La historia de Keegan es una ficción, pero podría hacer referencia a la vida de cualquiera de aquellas mujeres. En Cosas pequeñas como esas, Bill Furlong, abnegado padre de cinco niñas, enfrenta el peor invierno que se recuerda en mucho tiempo en New Ross, un pueblecito irlandés. Es la Navidad de 1985, y sobre sus hombros recae la responsabilidad de que todo el mundo pueda pasar unas fiestas a resguardo del frío. Bill Furlong es el encargado de proveer de madera y carbón a todo aquel que lo requiera. El trabajo se multiplica y los días parecen acortar sus horas. Uno de los encargos lo llevará al convento del pueblo, donde movido por la precipitación abrirá una puerta que hubiese sido mejor dejar cerrada. Lo que ve al otro lado abre las esclusas de su memoria, haciendo que aflore una vida que parecía olvidada. De este hecho se desprenderán esas pequeñas cosas a las que alude el título, esas pequeñas y no tan pequeñas decisiones que nos obligan a abandonar nuestro instinto de autopreservación para actuar con coraje y hacer lo correcto, sin importar las consecuencias.

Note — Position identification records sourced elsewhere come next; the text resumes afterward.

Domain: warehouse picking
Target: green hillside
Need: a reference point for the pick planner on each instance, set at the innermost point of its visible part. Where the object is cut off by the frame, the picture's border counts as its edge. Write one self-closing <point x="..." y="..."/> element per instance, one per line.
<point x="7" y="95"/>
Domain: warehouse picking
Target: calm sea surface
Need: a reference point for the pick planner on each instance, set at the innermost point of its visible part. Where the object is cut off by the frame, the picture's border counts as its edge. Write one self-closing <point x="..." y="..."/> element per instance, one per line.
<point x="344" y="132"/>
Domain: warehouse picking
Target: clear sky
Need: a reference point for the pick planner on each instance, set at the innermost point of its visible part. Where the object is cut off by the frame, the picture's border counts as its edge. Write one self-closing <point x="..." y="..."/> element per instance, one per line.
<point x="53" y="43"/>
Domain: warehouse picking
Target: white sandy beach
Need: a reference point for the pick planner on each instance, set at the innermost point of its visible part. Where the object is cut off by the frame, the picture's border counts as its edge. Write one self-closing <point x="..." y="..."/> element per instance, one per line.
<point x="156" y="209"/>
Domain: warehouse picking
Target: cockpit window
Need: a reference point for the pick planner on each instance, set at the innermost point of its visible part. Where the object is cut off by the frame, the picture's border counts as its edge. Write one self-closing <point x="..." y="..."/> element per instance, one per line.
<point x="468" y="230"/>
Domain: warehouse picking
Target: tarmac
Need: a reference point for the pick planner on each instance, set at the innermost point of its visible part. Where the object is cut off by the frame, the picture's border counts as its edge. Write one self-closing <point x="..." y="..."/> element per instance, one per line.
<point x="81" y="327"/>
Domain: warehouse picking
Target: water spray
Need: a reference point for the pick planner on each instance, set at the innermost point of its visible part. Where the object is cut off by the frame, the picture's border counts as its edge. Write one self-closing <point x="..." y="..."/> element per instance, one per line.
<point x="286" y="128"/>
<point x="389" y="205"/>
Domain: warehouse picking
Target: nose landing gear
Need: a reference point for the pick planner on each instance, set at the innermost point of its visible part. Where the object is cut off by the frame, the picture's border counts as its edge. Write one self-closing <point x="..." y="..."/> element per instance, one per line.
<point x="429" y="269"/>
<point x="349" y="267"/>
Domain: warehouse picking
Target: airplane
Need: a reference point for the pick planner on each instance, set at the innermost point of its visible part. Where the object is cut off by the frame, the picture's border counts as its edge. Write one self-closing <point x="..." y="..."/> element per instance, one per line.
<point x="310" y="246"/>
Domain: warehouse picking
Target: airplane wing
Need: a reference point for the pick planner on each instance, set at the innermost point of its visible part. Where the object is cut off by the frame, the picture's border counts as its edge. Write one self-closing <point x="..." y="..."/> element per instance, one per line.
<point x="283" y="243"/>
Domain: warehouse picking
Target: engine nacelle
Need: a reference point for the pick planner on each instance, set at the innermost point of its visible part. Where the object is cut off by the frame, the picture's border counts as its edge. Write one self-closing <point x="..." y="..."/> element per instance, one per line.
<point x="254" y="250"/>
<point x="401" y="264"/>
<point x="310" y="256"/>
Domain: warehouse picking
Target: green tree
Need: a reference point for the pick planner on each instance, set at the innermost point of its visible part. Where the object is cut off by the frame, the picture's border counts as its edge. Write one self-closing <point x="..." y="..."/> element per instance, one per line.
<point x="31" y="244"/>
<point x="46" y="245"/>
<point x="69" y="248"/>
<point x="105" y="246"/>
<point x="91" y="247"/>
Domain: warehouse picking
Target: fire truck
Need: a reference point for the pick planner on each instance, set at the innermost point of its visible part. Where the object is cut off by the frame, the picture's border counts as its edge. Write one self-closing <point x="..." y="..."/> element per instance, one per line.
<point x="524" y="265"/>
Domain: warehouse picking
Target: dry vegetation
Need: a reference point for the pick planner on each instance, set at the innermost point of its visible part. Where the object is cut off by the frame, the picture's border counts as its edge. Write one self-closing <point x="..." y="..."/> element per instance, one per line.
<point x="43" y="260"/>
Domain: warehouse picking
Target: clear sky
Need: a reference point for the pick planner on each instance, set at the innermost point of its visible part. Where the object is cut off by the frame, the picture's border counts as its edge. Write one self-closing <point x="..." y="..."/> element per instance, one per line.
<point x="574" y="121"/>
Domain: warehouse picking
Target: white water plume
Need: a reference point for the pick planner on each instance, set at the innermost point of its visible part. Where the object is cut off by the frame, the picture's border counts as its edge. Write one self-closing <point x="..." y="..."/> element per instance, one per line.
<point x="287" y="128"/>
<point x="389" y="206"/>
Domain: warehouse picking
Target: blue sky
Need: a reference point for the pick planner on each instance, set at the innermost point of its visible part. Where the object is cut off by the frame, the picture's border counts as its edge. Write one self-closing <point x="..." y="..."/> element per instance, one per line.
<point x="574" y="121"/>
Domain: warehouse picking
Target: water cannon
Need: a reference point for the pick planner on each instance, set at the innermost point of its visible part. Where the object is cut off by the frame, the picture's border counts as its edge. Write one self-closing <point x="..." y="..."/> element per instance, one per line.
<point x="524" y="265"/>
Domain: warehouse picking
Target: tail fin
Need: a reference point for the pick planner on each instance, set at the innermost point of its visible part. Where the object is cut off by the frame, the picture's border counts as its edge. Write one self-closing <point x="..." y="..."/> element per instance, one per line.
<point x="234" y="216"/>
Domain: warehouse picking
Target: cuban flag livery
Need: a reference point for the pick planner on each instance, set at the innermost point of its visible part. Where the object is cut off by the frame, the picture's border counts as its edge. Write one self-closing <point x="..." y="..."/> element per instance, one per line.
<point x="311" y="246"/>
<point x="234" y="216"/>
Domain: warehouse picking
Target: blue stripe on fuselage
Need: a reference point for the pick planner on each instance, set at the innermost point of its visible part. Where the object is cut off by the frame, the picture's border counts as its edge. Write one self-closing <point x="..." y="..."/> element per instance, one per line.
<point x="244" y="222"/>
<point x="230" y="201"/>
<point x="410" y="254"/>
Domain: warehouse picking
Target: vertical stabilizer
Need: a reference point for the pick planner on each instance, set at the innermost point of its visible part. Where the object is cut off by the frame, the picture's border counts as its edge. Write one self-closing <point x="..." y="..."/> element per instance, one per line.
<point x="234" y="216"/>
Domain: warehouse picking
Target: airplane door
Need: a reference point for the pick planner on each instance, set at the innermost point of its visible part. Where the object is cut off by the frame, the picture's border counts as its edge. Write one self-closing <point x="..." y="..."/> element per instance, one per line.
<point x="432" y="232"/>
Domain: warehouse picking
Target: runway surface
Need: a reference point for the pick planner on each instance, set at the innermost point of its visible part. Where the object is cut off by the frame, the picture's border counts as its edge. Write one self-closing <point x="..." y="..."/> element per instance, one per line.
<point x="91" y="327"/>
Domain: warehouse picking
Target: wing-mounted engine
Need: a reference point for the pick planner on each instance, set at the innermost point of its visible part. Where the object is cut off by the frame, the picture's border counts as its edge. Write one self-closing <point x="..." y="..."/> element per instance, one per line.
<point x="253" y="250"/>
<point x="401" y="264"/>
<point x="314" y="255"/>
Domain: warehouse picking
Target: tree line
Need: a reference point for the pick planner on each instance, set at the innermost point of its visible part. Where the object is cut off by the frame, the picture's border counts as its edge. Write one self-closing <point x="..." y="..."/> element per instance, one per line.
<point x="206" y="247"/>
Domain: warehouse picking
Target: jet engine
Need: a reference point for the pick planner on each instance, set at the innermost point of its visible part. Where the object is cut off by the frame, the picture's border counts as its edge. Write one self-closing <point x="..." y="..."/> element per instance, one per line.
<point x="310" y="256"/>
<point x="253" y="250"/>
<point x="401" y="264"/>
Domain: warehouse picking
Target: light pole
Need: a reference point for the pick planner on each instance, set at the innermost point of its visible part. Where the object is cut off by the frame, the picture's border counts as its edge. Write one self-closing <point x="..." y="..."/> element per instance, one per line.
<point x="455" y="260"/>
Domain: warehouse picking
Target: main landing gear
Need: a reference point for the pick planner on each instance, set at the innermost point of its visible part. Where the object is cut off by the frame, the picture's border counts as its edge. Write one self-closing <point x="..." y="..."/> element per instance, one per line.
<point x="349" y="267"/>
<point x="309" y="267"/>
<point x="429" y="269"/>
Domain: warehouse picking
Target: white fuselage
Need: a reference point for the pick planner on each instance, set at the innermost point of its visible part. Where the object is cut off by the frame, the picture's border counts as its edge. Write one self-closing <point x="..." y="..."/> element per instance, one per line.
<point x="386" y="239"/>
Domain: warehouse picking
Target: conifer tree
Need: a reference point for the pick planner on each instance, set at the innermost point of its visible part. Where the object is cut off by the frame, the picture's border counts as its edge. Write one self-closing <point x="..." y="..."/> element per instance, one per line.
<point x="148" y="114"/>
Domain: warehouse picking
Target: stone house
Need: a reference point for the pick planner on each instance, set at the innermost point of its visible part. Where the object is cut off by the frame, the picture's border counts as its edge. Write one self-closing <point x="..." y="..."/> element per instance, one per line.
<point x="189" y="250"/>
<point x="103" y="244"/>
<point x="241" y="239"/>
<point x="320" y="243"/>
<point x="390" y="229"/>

Esta historia en las manos de cualquier otro escritor hubiera resultado en una novela de varios centenares de páginas; en las de Keegan, por el contrario, con un dominio magistral de la trama y de la tensión narrativa, da lugar a una historia que apenas alcanza el centenar. En esta aparente brevedad reside la grandeza de la autora irlandesa. Haciendo buena la teoría del iceberg de Hemingway–que dice que todo relato solo debe dejar aflorar una mínima parte de su historia, dejando que el lector interprete el resto– y con una ejecución perfecta de la máxima del «show, don’t tell», Keegan logra urdir una historia breve en extensión, pero de una profundidad insondable. El resultado final de todo este trabajo de orfebrería requiere de un lector necesariamente activo, capaz de alumbrar la verdadera historia que, como la gran masa de hielo que flota bajo el agua, siempre estuvo ahí, suspendida en el silencio de lo no dicho, de lo no escrito, esperando a un lector que le diera voz.